昨年の特殊詐欺被害状況や、今後の取り組みの説明を受ける出席者(大津市・滋賀県警本部)

昨年の特殊詐欺被害状況や、今後の取り組みの説明を受ける出席者(大津市・滋賀県警本部)

 滋賀県内で昨年、特殊詐欺に関わって県警に逮捕された少年が14人になり、過去最多だったことが28日、県警への取材で分かった。ほとんどは現金を直接受け取る「受け子」で、会員制交流サイト(SNS)で誘われ、安易に犯罪に加担しているという。

 県警は昨年、特殊詐欺に関わったとして詐欺や詐欺未遂などの疑いで41人を逮捕した。うち14人は15~19歳のいずれも県外の少年で、最多だった2013年の5人を大幅に上回った。中学生や大学生もいた。

 少年が犯行グループに加わったきっかけは、ツイッターやLINE(ライン)などのSNSや、知人を通じてアルバイトとして紹介されたケースが大半だった。ほとんどは、被害者から現金やキャッシュカードを受け取る受け子役だった、という。

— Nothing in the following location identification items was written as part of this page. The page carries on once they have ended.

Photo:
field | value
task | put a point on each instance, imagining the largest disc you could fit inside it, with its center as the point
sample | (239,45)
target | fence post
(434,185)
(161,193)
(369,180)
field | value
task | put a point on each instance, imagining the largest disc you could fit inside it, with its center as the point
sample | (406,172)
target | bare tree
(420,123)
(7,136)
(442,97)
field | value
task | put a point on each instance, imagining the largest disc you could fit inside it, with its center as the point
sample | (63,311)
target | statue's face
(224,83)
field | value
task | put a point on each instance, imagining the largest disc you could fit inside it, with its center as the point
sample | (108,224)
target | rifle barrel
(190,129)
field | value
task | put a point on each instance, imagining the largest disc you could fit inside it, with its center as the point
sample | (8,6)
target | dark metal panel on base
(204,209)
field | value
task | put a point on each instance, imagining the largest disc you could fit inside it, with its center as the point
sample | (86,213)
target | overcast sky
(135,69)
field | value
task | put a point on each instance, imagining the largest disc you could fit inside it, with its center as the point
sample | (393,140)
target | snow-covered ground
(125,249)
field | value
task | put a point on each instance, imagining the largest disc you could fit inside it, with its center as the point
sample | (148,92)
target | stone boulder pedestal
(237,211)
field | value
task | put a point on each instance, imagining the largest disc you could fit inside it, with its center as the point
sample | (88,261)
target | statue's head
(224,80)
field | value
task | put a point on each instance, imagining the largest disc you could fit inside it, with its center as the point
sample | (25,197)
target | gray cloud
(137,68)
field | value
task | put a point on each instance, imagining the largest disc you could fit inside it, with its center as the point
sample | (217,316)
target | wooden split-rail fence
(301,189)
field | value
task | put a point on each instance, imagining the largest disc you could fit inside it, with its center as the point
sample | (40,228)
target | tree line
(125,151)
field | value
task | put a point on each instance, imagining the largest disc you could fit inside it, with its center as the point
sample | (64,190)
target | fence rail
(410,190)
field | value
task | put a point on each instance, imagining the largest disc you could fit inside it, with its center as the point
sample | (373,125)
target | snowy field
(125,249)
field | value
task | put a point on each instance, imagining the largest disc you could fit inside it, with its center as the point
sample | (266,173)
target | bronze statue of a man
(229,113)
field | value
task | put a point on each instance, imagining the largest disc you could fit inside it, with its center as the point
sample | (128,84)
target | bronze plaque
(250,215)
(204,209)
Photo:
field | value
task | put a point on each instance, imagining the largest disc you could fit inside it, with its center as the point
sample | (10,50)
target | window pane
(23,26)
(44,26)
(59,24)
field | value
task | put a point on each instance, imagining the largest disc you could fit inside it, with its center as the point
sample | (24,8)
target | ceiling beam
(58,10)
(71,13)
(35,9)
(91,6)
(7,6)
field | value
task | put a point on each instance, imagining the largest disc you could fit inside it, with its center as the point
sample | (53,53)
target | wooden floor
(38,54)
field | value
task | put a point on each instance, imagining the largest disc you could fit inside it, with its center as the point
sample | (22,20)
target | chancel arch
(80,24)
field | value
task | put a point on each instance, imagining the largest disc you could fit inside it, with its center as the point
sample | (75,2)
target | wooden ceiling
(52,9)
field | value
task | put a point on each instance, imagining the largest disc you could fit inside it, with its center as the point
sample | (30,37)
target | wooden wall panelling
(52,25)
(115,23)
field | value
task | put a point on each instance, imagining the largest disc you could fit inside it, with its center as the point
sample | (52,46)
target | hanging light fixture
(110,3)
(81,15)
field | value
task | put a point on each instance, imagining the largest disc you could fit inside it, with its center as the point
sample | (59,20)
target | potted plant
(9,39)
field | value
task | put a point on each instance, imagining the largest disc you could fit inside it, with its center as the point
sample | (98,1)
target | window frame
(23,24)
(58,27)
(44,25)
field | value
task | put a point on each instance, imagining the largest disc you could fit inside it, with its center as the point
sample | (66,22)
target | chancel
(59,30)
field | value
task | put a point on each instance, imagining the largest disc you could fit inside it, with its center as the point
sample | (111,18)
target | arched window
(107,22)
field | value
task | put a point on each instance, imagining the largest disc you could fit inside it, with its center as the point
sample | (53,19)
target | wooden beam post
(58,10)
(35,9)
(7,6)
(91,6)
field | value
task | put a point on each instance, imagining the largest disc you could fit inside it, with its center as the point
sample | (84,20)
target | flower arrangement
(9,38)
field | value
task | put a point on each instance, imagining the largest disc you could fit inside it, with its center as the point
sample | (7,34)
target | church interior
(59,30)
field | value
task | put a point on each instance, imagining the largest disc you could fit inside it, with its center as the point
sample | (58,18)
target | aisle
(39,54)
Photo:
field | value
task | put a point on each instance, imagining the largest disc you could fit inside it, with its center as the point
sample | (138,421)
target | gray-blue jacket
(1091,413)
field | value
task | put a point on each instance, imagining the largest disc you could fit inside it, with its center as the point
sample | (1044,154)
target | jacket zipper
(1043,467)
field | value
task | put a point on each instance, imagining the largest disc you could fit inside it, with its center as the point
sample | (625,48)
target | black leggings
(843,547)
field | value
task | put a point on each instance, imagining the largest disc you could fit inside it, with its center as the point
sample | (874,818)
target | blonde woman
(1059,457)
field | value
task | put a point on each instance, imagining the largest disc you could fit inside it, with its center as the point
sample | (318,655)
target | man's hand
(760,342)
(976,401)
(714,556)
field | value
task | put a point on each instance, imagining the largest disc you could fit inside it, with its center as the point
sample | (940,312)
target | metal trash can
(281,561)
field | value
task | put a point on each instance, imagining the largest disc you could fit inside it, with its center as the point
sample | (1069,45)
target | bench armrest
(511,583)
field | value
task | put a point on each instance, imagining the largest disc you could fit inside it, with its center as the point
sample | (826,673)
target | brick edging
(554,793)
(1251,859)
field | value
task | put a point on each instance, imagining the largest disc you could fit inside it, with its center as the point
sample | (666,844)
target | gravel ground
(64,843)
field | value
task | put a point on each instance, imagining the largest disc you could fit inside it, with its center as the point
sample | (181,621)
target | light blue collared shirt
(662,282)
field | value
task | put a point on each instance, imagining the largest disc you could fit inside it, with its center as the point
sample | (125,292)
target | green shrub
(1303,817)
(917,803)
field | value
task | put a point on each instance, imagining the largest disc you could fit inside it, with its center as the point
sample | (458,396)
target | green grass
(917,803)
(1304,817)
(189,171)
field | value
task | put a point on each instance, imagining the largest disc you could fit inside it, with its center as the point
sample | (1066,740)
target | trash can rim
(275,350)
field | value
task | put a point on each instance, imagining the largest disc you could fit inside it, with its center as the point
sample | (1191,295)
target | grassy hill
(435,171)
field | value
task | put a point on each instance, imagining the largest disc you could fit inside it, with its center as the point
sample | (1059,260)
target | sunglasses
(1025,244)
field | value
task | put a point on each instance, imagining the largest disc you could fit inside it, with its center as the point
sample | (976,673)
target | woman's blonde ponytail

 県警は同日、金融機関や行政関係者らと防止対策会議を開き、「犯行の首謀者らは、自分たちの摘発を避けるため、そそのかしやすい少年を逮捕のリスクが高い受け子として使っている」と注意を呼び掛けた。

 県警によると、昨年の特殊詐欺被害件数は107件で前年から54件減少し、被害額も2億7600万円と半減した。アダルトサイト利用料や訴訟取り下げ名目などの架空請求が63件1億9575万円と最多で、オレオレ詐欺が35件6820万円だった。被害が未然に防がれた件数は252件で、うち150件は家族が阻止した。